Na pesquisa de campo, apresentada nesta tese, os temas discutidos, a partir dos interesses definidos pelas próprias gestantes, versaram sobre: (1) direitos da gestante como usuária do SUS em relação aos princípios de universalidade, equidade e integralidade; (2) direitos da mulher em relação à atenção humanizada à gravidez, ao parto e ao puerpério; (3) direitos da gestante à maternidade segura; e (4) direitos da criança ao nascimento seguro.

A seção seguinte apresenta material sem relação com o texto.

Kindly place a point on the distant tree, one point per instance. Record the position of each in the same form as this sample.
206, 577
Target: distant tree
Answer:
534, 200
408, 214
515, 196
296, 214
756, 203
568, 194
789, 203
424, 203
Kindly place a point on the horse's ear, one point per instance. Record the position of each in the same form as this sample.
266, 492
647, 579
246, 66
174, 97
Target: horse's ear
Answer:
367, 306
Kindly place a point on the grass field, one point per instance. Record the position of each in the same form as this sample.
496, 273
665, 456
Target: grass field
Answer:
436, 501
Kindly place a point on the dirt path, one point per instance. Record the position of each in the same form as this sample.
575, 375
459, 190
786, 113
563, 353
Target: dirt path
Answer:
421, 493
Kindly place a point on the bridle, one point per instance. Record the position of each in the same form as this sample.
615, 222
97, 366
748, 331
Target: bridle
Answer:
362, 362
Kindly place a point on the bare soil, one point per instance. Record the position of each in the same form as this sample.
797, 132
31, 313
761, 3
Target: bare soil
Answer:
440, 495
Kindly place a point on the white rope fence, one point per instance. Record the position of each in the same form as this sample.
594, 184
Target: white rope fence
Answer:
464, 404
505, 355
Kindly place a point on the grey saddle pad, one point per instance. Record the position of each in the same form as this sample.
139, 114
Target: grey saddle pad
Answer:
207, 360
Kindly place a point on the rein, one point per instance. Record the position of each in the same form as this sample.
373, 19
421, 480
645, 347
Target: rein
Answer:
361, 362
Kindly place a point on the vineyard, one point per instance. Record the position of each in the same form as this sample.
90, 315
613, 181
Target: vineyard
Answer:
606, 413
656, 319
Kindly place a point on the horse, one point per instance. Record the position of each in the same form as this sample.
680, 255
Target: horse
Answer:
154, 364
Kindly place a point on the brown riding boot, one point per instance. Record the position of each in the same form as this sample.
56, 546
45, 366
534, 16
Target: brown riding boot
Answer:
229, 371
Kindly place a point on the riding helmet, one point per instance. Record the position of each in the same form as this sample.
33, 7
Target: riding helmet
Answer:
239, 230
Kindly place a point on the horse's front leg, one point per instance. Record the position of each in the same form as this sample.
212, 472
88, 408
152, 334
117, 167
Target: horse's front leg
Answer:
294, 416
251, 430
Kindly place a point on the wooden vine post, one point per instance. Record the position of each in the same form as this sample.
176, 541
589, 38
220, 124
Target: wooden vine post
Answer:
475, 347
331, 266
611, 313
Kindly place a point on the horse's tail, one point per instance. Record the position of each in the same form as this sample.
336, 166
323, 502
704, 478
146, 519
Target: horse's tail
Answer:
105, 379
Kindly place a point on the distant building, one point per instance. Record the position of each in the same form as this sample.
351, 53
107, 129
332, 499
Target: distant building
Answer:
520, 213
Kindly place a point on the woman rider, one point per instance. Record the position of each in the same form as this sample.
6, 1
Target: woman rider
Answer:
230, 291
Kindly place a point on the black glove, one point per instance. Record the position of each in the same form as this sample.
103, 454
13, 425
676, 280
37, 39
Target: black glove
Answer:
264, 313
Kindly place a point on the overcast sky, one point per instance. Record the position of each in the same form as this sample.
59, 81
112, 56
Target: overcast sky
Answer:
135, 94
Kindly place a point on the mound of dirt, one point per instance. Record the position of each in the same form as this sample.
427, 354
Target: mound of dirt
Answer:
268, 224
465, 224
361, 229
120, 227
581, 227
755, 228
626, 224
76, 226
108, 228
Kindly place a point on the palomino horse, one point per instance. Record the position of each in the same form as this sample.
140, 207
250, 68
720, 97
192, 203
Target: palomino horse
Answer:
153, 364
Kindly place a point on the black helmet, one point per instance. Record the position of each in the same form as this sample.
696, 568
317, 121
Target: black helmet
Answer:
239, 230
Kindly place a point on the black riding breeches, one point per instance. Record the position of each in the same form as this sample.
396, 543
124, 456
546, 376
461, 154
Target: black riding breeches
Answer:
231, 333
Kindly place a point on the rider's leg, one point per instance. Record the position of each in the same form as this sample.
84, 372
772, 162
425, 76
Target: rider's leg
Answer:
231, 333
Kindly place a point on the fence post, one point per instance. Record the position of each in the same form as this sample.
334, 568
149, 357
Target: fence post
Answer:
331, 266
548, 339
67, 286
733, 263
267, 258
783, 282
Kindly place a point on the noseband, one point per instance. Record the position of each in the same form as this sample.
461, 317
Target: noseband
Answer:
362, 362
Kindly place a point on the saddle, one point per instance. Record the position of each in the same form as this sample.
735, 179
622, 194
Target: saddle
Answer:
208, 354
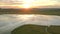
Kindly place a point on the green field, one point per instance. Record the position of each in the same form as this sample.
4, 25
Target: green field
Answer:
36, 29
47, 11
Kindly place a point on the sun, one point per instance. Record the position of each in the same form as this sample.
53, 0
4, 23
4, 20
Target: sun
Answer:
27, 3
26, 6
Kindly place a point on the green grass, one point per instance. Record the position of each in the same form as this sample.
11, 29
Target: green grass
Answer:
36, 29
30, 29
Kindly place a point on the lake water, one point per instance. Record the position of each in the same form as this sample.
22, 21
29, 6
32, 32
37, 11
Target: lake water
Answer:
8, 22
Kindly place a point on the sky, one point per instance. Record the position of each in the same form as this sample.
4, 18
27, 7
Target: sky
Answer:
30, 3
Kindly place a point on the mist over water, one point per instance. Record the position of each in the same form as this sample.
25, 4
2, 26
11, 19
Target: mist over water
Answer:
8, 22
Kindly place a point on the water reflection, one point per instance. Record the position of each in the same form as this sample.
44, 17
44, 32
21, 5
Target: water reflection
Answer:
8, 22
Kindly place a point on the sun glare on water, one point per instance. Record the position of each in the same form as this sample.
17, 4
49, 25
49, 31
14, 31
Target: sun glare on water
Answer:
25, 17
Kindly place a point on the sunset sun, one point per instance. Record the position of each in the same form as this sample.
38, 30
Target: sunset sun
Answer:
27, 3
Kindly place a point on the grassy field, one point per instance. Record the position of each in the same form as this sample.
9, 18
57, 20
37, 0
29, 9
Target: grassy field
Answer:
36, 29
44, 11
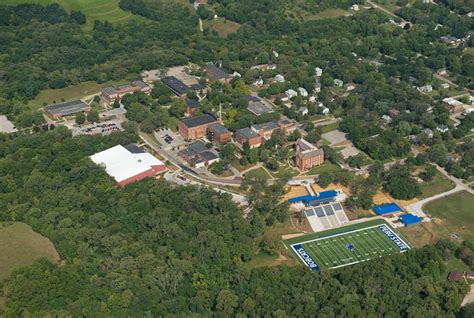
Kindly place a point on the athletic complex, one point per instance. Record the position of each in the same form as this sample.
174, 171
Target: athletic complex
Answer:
347, 245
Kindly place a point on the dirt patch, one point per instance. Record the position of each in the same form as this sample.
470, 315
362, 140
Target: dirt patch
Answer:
20, 246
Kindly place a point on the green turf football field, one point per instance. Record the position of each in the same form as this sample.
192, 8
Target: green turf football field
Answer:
349, 247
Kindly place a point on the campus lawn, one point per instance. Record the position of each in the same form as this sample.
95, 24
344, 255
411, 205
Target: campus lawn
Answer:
20, 246
260, 172
331, 249
222, 26
51, 96
439, 184
102, 10
326, 167
456, 211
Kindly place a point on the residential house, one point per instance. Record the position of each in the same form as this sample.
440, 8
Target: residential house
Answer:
219, 134
307, 155
442, 128
109, 95
303, 92
338, 82
196, 127
318, 71
279, 78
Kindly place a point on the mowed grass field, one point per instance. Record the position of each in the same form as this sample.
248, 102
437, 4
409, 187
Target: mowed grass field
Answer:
102, 10
456, 211
20, 246
332, 249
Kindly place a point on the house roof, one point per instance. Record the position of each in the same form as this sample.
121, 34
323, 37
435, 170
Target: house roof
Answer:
218, 128
246, 133
214, 73
199, 120
178, 87
68, 108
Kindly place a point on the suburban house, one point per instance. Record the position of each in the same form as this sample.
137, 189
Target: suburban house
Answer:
307, 155
128, 164
198, 155
215, 74
454, 106
248, 136
196, 127
66, 109
192, 105
111, 94
176, 86
219, 134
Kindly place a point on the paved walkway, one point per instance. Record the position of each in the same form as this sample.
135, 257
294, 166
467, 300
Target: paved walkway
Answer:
417, 208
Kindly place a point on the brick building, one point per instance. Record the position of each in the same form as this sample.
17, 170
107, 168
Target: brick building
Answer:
196, 127
110, 94
247, 135
218, 133
307, 155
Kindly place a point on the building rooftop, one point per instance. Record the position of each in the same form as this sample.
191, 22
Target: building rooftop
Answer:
68, 108
214, 73
178, 87
199, 120
218, 128
246, 133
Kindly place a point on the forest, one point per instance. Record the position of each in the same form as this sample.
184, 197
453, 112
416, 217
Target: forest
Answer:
151, 249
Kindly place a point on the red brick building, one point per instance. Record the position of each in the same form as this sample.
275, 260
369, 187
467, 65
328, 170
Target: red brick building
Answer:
110, 94
218, 133
195, 127
247, 135
307, 155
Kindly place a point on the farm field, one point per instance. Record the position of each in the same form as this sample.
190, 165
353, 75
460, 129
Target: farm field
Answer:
347, 245
456, 212
102, 10
20, 246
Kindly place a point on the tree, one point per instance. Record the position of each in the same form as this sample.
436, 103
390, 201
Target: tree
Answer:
93, 116
80, 119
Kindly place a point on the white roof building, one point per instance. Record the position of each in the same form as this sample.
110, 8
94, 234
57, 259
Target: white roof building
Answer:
126, 165
303, 92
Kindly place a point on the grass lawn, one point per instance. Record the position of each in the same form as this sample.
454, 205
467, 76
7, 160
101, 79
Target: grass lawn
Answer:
456, 211
20, 246
51, 96
439, 184
260, 172
102, 10
222, 26
347, 245
327, 167
330, 127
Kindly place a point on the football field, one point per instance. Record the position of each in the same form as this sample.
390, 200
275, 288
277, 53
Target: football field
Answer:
349, 247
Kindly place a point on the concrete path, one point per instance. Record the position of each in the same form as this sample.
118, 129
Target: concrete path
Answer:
417, 208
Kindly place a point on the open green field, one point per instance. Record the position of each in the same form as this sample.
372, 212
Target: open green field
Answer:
456, 211
51, 96
222, 26
347, 245
326, 167
439, 184
102, 10
20, 246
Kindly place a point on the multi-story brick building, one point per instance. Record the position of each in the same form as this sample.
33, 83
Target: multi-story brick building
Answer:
307, 155
110, 94
247, 135
218, 133
196, 127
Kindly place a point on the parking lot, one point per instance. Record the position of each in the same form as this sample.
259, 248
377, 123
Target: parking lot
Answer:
169, 140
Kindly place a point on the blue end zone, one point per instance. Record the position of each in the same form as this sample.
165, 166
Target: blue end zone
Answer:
386, 208
394, 237
305, 257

A abordagem das gestantes no formato, de oficinas e os respectivos conteúdos considerados, como uma ação educativa para qualificar e fortalecer as gestantes na tomada de cuidados para a promoção de saúde, encontram consonância com o que diz o Artigo 2º da PNEPS-SUS:

A PNEPS-SUS reafirma o compromisso com a universalidade, a equidade, a integralidade e a efetiva participação popular no SUS, e propõe uma prática político-pedagógica que perpassa as ações voltadas para a promoção, proteção e recuperação da saúde, a partir do diálogo entre a diversidade de saberes, valorizando os saberes populares, a ancestralidade, o incentivo à produção individual e coletiva de conhecimentos e a inserção destes no SUS. (Portaria nº 2.761 de 19 de novembro de 2013)

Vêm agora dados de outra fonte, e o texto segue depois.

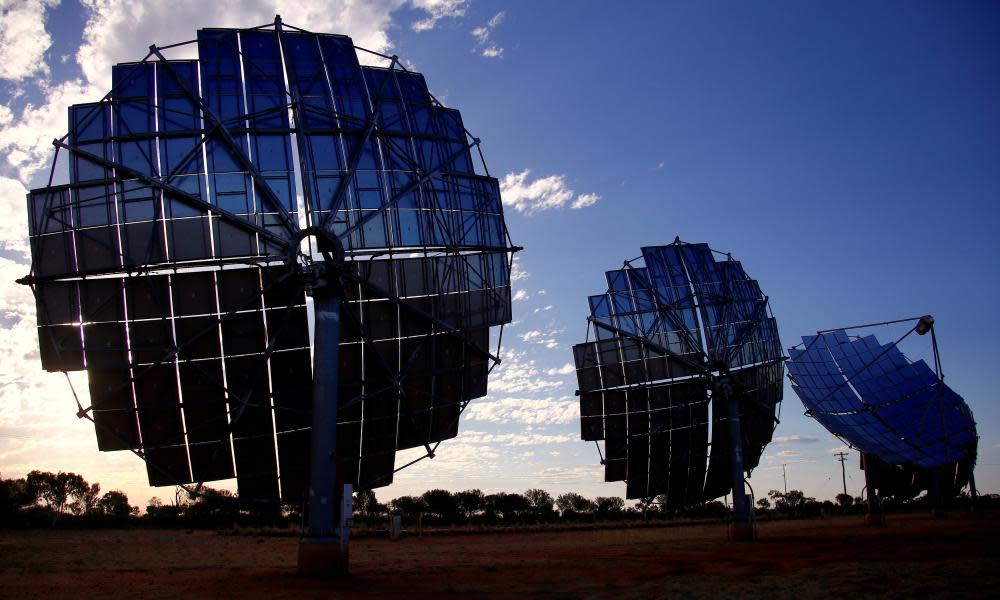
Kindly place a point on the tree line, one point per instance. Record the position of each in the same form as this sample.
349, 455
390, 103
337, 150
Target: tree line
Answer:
44, 499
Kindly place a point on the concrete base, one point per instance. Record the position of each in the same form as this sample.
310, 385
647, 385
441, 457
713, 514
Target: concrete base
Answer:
742, 532
877, 520
323, 557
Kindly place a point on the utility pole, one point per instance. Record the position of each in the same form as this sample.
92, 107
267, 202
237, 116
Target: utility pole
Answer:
842, 457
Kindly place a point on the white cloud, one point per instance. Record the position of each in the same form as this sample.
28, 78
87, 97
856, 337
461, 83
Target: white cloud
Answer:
515, 439
484, 34
585, 200
795, 439
566, 369
492, 52
526, 411
122, 30
517, 272
27, 140
437, 10
541, 194
23, 39
516, 375
14, 223
542, 338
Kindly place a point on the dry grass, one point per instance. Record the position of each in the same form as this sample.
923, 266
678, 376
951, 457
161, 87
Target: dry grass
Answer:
838, 557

Inclusive os princípios orientadores da PNEPS-SUS, alguns dos quais abaixo relacionados, com sua definição trazida pela Portaria nº 2.761 de 19 de novembro de 2013, foram buscados para a aplicação prática nas oficinas em dinâmica de grupo com as gestantes desta pesquisa (Portaria nº 2.761 de 19 de novembro de 2013):

Diálogo é o encontro de conhecimentos construídos histórica e culturalmente por sujeitos, ou seja, o encontro desses sujeitos na intersubjetividade, que acontece quando cada um, de forma respeitosa, coloca o que sabe à disposição para ampliar o conhecimento crítico de ambos acerca da realidade, contribuindo com os processos de transformação e de humanização.

construção de práticas em saúde alicerçadas na leitura e na análise crítica da realidade.

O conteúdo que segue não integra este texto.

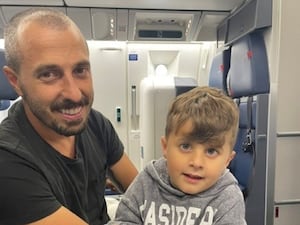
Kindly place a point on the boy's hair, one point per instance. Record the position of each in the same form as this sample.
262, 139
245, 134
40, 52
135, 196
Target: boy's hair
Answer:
212, 113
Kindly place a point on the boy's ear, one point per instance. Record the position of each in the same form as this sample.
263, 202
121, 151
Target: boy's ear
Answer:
163, 143
12, 79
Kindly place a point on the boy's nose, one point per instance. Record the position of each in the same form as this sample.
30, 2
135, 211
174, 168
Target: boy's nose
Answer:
197, 159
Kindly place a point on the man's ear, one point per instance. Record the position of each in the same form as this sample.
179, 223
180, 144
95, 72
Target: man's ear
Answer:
12, 79
163, 143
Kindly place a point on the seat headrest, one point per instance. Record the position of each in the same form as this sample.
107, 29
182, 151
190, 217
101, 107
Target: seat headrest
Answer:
219, 70
6, 90
248, 74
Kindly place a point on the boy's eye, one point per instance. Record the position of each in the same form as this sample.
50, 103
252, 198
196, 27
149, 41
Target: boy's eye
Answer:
211, 151
185, 147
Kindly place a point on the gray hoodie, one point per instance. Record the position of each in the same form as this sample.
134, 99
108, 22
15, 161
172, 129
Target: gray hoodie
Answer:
151, 199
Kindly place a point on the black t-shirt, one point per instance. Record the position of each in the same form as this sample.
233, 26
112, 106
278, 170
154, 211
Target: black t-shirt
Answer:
35, 179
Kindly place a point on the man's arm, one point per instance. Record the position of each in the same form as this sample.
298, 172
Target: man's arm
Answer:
62, 216
124, 172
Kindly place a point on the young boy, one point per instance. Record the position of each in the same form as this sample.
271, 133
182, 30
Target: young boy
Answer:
191, 183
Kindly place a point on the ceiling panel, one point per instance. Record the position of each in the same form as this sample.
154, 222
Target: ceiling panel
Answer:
32, 2
218, 5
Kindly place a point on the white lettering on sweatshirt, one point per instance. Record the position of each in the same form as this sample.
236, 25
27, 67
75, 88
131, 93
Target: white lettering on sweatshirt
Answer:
165, 214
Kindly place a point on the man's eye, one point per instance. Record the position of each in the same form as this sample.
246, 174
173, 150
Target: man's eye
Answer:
48, 76
82, 71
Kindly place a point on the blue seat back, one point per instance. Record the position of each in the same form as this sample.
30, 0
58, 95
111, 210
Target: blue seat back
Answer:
247, 78
219, 69
7, 93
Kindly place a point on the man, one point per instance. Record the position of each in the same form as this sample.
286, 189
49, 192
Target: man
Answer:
55, 151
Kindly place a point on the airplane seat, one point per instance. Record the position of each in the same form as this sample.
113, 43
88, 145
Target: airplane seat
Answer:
219, 69
247, 80
7, 93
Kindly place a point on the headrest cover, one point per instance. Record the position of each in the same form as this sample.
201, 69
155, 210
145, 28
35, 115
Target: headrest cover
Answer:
219, 69
248, 74
6, 90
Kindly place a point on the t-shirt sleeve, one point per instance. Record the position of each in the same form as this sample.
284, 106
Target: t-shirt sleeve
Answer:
25, 195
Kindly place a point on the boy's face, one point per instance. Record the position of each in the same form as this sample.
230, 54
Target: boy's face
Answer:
194, 167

A construção compartilhada do conhecimento consiste em processos comunicacionais e pedagógicos entre pessoas e grupos de saberes, culturas e inserções sociais diferentes, na perspectiva de compreender e transformar de modo coletivo as ações de saúde desde suas dimensões teóricas, políticas e práticas.

A emancipação é um processo coletivo e compartilhado no qual pessoas e grupos conquistam a superação e a libertação de todas as formas de opressão, exploração, discriminação e violência ainda vigentes na sociedade e que produzem a desumanização e a determinação social do adoecimento.

Assim, a oficina caracterizada como uma prática de intervenção psicossocial no contexto pedagógico e comunitário, ao usar a informação e reflexão, além de abordar com os significados afetivos e as vivências relacionadas ao tema em foco (Afonso, 2010), neste caso o do bem-estar materno e o da prevenção de mortes maternas e infantis, vai ao encontro dos princípios da PNEPS-SUS relativos ao diálogo, amorosidade e problematização. Assim um dos resultados almejados das oficinas, especialmente a partir da construção compartilhada do conhecimento, consistiu no alcance da emancipação pelas gestantes visando à melhoria de seu bem-estar e, consequentemente, a prevenção do adoecimento e morte materna e do concepto.